La Guinée franchit une étape importante dans la modernisation de sa gestion des finances publiques. Réuni au Palais de la Colombe sous la présidence du Premier ministre Amadou Oury Bah, le Comité national du budget-programme a tenu ce mercredi sa première session.
Créé par décret présidentiel en juin dernier, ce comité traduit la volonté du gouvernement d’ancrer la politique budgétaire dans une logique de performance, de transparence et de responsabilité. Il s’inscrit dans la vision à long terme définie par le Programme Simandou 2040, qui vise à transformer l’économie guinéenne et à garantir une croissance inclusive.
Le ministre du Budget, Facinet Sylla, a mis en avant la portée stratégique de cette réforme : « Le budget-programme permettra de relier la planification budgétaire aux priorités nationales, en assurant que chaque dépense publique soit orientée vers des résultats tangibles ».

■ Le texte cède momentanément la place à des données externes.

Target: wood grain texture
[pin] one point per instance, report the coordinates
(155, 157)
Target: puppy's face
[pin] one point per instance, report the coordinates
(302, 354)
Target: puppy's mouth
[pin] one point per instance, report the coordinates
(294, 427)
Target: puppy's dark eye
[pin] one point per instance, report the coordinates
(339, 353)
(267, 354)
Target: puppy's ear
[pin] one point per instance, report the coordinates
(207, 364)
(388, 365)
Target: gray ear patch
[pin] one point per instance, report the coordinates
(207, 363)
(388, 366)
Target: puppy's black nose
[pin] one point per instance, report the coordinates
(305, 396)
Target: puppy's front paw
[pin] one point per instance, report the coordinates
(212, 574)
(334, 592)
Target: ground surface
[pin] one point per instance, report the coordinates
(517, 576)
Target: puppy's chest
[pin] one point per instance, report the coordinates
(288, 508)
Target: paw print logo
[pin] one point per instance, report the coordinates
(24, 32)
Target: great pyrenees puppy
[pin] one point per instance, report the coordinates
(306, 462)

De son côté, le ministre l’économie et des finances, Mourana Soumah, a rappelé que cette réforme, initiée depuis 2017 mais longtemps différée, marque un véritable tournant. « Nous passons d’un budget de moyens à un budget de performance, conforme aux standards internationaux. Le FMI accompagnera la Guinée dans la mise en œuvre de cette transition ambitieuse », a-t-il assuré.
Pour sa part, le Premier ministre Amadou Oury, a insisté sur l’urgence et la nécessité de cette mutation : « La mise en œuvre du budget-programme n’est pas une option, mais une exigence nationale. Elle conditionne la stabilité économique, sociale et politique du pays, et constitue un pilier essentiel de la réussite de la transition ».
Avec cette réforme, la Guinée entend se doter d’outils modernes de pilotage budgétaire, en rupture avec les pratiques antérieures, pour renforcer la confiance des citoyens et des partenaires techniques et financiers.